Can you tell me a little bit about Athena’s international immersion modules?
Global exposure and cross-border learning experiences go a long way towards creating future global leaders. While the international immersions are not mandatory, an increasing number of students are embracing the opportunity.
This year, we have students travelling to Singapore, Germany, Canada and the US for modules on topics ranging from leadership and entrepreneurship to analytics and Industrial Revolution 4.0. The experience of studying at these global institutions as well as interacting and living with students from across the world is a truly life-enhancing experience.
I note that community service and personal development initiatives are actively encouraged at the School. Can you tell me of any programme requirements here and/or what options are available to students during the programme?
While prior experience in community and/or social development is not mandatory, it is preferred. At the School itself, we actively partner with organisations such as Rotary International, AIESEC, Rotaract and other NGOs to make a positive impact on society.
Athena is also an academic partner of the United Nations Global Compact which reinforces our vision to contribute towards the Sustainable Development Goals (SDGs).
It is mandatory for all Athena students to complete at least one live project towards community/social development.
What are your hopes for the School in the next five years – what do you want to see happen?
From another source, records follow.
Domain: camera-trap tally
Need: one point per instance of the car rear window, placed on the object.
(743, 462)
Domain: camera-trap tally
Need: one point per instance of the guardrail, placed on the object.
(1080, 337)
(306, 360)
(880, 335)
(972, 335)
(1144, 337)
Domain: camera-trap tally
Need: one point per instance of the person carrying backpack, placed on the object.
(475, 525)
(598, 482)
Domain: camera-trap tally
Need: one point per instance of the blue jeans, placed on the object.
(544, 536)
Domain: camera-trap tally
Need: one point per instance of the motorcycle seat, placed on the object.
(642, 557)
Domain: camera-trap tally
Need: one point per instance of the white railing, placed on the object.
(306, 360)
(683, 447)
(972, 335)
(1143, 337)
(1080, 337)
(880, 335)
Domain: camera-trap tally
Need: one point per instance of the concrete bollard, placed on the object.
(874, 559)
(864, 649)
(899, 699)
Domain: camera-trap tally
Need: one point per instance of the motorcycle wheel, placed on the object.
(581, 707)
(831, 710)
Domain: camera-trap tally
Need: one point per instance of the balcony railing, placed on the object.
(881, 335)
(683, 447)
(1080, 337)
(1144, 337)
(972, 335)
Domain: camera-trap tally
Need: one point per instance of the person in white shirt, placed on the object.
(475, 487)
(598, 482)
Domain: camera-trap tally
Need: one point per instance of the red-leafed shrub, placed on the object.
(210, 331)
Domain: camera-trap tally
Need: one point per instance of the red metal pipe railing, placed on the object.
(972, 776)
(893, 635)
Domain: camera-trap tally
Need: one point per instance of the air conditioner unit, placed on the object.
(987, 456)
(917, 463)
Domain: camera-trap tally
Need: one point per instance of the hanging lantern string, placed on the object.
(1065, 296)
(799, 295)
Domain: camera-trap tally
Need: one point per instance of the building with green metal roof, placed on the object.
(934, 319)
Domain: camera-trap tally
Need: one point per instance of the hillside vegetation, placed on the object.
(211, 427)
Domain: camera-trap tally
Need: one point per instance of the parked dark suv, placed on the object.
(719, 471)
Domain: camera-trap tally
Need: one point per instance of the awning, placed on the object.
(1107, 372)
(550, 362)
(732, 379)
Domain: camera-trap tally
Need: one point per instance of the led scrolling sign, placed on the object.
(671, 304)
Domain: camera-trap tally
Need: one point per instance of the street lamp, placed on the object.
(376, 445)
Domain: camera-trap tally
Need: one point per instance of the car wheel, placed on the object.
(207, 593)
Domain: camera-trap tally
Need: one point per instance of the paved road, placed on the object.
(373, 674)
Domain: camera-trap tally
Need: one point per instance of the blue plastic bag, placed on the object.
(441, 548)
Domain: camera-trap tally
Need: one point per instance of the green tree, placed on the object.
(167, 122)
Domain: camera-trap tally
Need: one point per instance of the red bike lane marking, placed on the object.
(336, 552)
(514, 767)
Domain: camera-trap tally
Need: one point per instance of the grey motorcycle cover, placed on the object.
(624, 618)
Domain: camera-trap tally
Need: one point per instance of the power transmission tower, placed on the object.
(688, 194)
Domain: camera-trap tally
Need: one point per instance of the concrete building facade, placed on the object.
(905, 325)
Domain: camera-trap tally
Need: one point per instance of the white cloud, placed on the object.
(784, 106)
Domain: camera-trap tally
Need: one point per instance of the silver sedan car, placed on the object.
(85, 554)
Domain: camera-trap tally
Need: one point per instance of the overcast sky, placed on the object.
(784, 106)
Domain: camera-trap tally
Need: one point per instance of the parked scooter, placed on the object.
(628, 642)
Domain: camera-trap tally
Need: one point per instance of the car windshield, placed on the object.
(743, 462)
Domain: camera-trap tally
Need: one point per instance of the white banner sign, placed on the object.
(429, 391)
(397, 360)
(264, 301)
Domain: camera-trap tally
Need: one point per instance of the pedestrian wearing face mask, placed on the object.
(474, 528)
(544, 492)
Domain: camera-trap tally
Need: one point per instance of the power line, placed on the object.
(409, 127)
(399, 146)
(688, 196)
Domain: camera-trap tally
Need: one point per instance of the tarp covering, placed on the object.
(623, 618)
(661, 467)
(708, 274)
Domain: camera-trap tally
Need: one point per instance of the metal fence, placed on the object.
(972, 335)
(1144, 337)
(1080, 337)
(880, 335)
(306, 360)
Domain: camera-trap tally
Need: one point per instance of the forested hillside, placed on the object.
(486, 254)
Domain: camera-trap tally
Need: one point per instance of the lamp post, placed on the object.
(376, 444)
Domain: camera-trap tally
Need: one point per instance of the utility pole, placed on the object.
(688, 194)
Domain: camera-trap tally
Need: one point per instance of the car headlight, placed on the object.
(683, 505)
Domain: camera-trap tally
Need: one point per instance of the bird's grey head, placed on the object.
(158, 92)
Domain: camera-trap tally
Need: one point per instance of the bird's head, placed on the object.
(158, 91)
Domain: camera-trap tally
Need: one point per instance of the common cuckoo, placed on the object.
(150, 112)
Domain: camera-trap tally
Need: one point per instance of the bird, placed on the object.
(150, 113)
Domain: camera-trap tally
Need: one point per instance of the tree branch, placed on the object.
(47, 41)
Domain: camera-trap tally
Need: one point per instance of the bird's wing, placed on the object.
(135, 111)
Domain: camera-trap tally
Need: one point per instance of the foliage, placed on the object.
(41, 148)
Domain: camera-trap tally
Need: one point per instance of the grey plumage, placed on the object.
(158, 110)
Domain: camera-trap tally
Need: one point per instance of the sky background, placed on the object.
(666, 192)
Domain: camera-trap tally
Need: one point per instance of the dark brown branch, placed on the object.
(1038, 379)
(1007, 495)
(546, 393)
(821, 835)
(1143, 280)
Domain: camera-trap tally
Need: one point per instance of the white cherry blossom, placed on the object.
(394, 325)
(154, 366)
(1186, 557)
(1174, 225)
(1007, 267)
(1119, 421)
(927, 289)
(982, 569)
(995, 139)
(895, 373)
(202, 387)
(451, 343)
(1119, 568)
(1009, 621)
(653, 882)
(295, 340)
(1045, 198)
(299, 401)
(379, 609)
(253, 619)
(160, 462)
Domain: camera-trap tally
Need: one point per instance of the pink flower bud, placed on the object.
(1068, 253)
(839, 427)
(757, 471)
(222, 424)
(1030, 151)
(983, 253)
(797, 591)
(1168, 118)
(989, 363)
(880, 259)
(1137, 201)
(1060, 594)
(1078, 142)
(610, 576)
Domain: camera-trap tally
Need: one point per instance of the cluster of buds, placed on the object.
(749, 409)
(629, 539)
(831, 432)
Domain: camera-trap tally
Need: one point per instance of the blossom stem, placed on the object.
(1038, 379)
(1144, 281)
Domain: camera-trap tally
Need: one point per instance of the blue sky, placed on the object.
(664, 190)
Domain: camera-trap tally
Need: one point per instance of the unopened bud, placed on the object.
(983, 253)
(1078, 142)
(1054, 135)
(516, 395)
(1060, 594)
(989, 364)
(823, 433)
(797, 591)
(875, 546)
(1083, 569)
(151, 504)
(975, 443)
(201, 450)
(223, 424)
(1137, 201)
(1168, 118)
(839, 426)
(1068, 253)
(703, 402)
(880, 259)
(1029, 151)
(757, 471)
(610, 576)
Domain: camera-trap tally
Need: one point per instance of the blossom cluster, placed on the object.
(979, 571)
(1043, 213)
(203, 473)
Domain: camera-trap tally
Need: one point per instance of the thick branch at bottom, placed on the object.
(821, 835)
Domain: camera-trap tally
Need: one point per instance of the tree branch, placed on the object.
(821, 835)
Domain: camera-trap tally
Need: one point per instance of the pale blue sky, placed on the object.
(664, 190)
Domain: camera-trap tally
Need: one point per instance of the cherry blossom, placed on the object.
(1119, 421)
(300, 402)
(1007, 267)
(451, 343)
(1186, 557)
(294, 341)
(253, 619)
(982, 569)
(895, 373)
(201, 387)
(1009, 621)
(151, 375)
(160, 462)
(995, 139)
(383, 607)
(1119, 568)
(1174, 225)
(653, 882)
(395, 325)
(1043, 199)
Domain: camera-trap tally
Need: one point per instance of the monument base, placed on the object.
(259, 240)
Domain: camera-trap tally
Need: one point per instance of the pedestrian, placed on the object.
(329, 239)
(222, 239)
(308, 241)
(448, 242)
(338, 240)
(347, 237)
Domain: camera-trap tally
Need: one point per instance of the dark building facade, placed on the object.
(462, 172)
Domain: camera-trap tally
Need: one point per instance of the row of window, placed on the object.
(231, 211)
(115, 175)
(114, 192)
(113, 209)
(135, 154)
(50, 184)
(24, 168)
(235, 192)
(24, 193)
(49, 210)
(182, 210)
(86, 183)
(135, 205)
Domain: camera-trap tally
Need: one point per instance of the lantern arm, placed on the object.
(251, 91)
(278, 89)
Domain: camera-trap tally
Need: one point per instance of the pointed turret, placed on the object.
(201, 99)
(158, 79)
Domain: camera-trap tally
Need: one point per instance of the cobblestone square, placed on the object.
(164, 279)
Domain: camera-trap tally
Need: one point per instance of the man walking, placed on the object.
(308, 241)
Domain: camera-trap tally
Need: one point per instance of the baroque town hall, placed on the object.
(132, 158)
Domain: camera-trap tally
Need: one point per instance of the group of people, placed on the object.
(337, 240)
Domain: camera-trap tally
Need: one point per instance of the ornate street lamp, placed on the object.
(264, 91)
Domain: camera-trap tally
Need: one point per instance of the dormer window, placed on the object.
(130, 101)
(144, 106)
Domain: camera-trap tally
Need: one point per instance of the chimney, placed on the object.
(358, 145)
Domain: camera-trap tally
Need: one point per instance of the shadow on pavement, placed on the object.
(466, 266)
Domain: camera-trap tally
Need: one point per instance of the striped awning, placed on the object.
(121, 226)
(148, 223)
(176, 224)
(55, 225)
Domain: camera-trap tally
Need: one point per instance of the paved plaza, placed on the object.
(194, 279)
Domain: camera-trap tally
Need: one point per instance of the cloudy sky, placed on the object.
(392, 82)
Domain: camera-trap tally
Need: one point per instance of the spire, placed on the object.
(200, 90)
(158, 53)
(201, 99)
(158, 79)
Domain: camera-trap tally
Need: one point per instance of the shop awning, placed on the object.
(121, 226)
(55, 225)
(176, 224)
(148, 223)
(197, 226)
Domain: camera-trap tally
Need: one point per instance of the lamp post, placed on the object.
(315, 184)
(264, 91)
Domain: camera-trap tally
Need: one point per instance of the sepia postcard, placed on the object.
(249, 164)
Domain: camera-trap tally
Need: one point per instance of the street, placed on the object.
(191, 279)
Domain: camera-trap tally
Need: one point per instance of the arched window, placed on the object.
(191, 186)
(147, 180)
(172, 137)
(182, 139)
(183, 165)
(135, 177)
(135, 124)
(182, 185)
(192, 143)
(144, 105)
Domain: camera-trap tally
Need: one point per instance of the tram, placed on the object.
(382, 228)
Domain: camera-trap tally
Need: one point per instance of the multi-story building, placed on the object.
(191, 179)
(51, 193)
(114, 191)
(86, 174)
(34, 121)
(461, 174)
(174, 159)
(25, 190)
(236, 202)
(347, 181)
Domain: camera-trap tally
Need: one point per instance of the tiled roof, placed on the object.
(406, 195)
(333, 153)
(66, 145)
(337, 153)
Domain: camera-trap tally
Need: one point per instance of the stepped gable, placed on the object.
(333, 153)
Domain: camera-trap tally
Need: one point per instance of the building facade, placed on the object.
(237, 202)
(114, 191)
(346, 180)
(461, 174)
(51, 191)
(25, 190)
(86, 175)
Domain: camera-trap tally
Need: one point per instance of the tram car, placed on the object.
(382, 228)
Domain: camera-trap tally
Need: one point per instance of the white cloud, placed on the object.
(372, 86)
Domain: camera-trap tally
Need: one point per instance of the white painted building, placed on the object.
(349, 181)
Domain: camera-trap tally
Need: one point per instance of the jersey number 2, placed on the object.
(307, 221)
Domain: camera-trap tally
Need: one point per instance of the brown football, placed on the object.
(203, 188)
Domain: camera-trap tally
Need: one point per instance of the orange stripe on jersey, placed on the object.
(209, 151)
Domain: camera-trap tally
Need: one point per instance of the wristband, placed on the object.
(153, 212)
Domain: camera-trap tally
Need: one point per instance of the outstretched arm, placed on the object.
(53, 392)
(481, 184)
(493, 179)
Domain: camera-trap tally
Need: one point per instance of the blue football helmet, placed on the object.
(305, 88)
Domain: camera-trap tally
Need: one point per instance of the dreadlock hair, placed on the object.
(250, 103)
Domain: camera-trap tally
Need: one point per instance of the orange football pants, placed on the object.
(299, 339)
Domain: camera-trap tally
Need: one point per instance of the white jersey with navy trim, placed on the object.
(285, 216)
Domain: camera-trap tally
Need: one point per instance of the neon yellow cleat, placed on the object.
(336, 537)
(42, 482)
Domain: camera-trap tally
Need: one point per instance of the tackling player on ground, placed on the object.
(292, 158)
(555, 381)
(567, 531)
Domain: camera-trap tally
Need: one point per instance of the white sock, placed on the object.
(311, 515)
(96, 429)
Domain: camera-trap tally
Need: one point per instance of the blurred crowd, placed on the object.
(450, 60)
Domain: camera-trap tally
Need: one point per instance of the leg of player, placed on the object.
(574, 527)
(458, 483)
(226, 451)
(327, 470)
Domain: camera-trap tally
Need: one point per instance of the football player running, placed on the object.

Our vision is to challenge the limits and change the parameters of what traditional management education has been in India. We see trending areas in business education that include entrepreneurship, analytics and design thinking, and we wish to establish a centre of excellence in each of these.
We also hope to increase the trend of international students studying with us in Mumbai. The hope is that, in the next five years, an Athena business graduate can create value for their organisations or create their own venture anywhere in the world equipped with experiential and innovative learning, international exposure, and a desire to excel and contribute to society.
Is there anything you’d like to see change among Business Schools both in India and in the rest of the world?
In a rapidly changing socioeconomic context, we have to become nimbler and more flexible in delivering solutions to our students which are relevant to the business environment.
We need to be able to predict change effectively and stay ahead of the curve rather than playing catch up. Business Schools also need to shift focus from extremely theory-centric learning to practical and real-world learning while encouraging students to become change agents in their future organisations. We have to harness new technologies so that they can complement and, in some cases, supplement current learning methodologies.
Aditya Singh is the Director of Athena School of Management in Mumbai, where he currently teaches leadership and differential thinking. He has more than 15 years of experience across the corporate sector, consulting, entrepreneurship and academia. Aditya is a graduate of the Wharton School’s Accelerated Development Program (ADP) and holds an MBA (PGP-FMB) from the SP Jain Institute of Management and Research in Mumbai.